“My life with HIV has been long.” Sarah is a beautiful woman in her twenties, and she seems to be managing her life just fine. A university graduate, she works for an AIDS association in Nairobi, a job she juggles with the demands of motherhood. She has her own place in Kibera, a sprawling poor neighbourhood on the city outskirts.
But a conversation with Sarah reveals that living with HIV presents at least two pressing problems for her. One is the difficulties involved in going to the health centre that gives her treatment. The other is an oppressive fear of stigma.
Sarah has come far since being diagnosed 12 years ago. “I was in denial for three years. I didn’t tell my family, I didn’t want to go to hospital, I only went to church and told myself I was healed. Then my CD4 crashed. I got pneumonia and TB, I was so thin, it was obvious. I looked like I was dying. I had to tell my parents.”
Sarah had to face her parents’ shock at learning her diagnosis. “I was their first-born, going to university. It was like their dreams were dying. They had to go for counselling. It was a bad time.”
Grief-stricken she might have been, but Sarah’s mother consistently took care of her extremely sick daughter, who was going in and out of hospital. Sarah started taking ARVs and TB treatment, and gradually began to get better, until she returned to university and graduated.
To this day, however, Sarah is so afraid that someone might find out she is HIV-positive that she’d rather skip her medication than risk anyone noticing what she is taking it for. “Have I ever not taken my medication? So many times! If there is a family gathering, or if I am out somewhere, in a club, or with friends. For today, I tell myself, for today, I will not take.”
Clearly Sarah feels “stigma is still out there although many efforts have been put into reducing it”. Her nightmare is that someone may find out and “start spreading stories in the whole neighbourhood, and when you walk along the road, people are looking at you. You don’t want that to happen and so you keep your status as secret as you can.”
Sarah’s fear of being “discovered” pervades her home too. “I try to hide my medication at home because I don’t want the house girl to see it. I lock it away but I could forget one day. I don’t want to leave medicine for my baby with the house girl when I am at work, because she may start asking questions. In the evening, when I return, I’m so tired that sometimes I forget to give my baby the medicine myself. It’s because of stigma: if I didn’t feel stigmatised, I would just leave instructions and go.”
Going to the clinic is another trial for Sarah. “It is an outpatient clinic, and I’m afraid someone will see I am HIV-positive, because my treatment card is a different colour.
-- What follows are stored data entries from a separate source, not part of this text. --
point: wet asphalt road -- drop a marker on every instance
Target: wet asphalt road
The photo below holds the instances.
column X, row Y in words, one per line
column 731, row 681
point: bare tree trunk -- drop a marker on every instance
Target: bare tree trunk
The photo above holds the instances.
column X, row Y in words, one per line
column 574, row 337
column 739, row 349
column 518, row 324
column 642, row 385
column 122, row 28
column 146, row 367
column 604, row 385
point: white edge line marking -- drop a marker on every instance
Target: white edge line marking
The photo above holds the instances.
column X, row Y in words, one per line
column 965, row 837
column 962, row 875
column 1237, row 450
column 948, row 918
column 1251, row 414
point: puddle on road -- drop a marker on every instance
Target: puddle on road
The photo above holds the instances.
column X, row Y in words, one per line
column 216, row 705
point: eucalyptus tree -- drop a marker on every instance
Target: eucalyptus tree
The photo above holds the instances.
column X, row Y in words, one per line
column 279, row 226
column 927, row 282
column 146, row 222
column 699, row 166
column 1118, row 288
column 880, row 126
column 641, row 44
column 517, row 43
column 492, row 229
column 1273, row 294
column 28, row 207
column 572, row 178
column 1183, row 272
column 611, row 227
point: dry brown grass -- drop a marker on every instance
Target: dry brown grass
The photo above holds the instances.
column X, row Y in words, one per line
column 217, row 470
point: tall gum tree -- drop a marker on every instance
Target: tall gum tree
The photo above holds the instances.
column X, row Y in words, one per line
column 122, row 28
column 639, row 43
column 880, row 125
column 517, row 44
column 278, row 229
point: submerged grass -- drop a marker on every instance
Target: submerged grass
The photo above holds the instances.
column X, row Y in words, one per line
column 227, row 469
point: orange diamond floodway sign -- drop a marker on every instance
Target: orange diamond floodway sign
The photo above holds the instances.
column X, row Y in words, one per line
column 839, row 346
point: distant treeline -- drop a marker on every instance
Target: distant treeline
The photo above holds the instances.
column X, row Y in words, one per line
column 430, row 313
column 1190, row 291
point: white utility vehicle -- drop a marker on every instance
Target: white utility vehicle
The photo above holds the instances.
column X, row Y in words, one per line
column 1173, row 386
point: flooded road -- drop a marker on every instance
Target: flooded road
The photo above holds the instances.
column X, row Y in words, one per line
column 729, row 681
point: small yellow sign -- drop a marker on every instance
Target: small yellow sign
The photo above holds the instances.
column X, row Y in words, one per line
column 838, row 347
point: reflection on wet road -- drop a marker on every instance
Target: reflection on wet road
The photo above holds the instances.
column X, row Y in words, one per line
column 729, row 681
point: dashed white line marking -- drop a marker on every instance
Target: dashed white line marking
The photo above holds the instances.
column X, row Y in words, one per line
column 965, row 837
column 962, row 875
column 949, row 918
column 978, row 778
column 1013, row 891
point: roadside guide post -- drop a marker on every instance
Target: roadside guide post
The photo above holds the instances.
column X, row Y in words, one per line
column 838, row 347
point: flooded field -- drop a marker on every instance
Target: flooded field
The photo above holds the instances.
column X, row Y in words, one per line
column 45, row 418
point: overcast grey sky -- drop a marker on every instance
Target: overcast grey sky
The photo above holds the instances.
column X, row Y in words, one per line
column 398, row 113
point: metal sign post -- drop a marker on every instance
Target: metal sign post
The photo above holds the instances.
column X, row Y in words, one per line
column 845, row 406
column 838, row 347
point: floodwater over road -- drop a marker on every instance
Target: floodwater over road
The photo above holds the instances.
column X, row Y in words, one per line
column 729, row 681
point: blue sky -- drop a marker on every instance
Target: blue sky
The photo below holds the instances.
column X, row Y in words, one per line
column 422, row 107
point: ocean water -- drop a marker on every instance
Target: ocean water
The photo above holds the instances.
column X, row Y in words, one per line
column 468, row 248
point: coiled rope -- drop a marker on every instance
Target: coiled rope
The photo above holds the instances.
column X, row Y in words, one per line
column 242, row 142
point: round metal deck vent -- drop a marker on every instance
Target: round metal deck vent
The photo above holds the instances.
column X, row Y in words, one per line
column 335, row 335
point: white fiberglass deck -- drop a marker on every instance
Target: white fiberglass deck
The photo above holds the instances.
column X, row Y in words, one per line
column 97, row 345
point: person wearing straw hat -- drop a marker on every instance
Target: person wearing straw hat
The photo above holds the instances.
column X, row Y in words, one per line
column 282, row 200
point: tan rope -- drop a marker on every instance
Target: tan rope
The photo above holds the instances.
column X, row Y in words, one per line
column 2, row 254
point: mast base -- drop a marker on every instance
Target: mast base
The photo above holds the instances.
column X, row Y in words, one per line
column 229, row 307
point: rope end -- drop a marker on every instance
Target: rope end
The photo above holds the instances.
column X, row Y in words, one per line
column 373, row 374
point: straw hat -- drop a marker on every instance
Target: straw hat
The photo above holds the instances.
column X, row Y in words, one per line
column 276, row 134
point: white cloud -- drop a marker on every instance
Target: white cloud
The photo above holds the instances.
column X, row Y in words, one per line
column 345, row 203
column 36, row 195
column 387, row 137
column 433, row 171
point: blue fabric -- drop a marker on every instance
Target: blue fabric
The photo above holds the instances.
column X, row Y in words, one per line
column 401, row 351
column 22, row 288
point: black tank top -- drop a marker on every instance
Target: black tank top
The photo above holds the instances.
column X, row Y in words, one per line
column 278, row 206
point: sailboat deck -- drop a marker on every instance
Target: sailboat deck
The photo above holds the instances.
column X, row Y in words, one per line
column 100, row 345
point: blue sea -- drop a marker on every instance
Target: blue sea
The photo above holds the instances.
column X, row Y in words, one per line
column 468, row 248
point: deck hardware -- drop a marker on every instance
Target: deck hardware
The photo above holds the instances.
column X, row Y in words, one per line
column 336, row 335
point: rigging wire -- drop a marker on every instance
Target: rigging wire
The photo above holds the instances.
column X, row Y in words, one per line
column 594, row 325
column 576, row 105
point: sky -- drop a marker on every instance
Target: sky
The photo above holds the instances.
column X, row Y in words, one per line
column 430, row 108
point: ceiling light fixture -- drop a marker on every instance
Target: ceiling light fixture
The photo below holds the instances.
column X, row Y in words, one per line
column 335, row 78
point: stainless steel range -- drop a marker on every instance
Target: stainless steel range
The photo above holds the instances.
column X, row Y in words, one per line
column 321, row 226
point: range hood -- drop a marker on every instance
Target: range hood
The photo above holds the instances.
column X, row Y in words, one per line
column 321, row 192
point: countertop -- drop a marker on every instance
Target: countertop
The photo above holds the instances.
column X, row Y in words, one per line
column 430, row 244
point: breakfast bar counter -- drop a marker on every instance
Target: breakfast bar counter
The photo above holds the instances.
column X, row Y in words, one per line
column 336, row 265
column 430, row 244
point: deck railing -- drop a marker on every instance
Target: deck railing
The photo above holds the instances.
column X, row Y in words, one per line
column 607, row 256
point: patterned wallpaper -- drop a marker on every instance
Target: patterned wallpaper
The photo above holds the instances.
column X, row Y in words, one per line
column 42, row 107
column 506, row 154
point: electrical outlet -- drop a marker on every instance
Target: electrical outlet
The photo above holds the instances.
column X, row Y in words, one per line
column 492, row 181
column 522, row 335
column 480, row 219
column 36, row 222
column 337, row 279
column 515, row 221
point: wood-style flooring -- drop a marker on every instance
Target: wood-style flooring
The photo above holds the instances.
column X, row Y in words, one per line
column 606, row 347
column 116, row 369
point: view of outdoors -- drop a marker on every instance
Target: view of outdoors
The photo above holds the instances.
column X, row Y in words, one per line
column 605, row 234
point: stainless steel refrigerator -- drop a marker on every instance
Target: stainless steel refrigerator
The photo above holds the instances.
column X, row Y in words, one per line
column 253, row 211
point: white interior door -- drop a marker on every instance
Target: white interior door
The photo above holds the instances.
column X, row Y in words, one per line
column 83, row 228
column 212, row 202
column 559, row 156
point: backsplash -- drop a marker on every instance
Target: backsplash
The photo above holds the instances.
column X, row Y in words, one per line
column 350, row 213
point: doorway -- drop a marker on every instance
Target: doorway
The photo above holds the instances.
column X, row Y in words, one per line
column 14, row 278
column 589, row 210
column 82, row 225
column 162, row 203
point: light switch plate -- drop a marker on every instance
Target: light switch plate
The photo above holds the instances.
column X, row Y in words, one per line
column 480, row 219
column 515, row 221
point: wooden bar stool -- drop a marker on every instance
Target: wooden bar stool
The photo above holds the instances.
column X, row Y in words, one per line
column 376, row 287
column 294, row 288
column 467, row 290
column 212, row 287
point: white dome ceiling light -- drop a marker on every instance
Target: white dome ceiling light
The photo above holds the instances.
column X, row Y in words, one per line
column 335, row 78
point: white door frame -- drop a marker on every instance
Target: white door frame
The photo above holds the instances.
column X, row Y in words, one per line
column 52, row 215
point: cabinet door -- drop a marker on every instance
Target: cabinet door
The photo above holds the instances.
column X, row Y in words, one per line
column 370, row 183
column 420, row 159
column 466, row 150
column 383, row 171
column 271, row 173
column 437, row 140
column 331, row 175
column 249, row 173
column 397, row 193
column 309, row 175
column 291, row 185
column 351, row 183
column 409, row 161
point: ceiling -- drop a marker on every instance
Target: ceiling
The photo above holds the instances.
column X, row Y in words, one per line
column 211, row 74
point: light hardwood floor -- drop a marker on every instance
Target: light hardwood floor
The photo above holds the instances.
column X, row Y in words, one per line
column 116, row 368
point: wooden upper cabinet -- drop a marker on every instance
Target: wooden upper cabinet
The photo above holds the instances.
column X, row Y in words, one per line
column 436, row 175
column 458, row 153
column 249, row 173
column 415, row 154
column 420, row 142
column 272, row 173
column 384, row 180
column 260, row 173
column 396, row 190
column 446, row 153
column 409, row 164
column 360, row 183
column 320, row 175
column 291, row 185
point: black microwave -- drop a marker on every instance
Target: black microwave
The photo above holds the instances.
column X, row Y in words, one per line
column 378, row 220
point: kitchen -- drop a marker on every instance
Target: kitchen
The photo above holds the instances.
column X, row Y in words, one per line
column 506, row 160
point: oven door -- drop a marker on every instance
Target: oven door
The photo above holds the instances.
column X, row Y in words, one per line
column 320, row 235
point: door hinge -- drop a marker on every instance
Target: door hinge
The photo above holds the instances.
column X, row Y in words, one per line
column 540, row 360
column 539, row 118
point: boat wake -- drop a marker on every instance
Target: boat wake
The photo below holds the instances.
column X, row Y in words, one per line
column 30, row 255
So when I go, I have to hide my card. Also, people know what HIV medicine looks like now, and I don’t want them to see me taking it.”
If going to an outpatient clinic is bad for Sarah, going to an HIV clinic – as the clinic was before – felt even worse. “If you come from another neighbourhood, it is not so bad, because you are leaving. But if it’s in your neighbourhood, your mother, your cousin, can see you.”
Recently the clinic where Sarah goes was taken over by the government, merged with other centres, and relocated. Reaching the place is a major headache for Sarah now.
“It’s about an hour from my home. I have to go deep into the slums, where there is mud and garbage, and cross a stream to the other side. There is a bridge but that’s even further away. When there is flooding, you can imagine how hard it is. I go monthly and it’s hectic to go all the way. When I am feeling unwell, I pay people to help me cross the stream. I cannot take a risk and slide in the muddy water with my baby.”
It’s hardly surprising that Sarah sometimes feels “the pressure is too much”. But she is a strong woman, stronger than perhaps she gives herself credit for. She gets on with her life despite the physical and mental challenges she faces.
Something that helps Sarah is that she draws on truths learned over the years, especially in a support group that she used to form part of: “In the group, I realised I was not the only one. You see your neighbour, your friend, so you get courage. Being in this group helped me to overcome stigma.”
So even if the demon of stigma, or rather the fear of stigma, nags her persistently, at least Sarah knows there is another, truer narrative that she tries to hold onto: “At least I know I am stronger now, I have been empowered, so I can try to say: Let them think what they want, after all I know who I am.”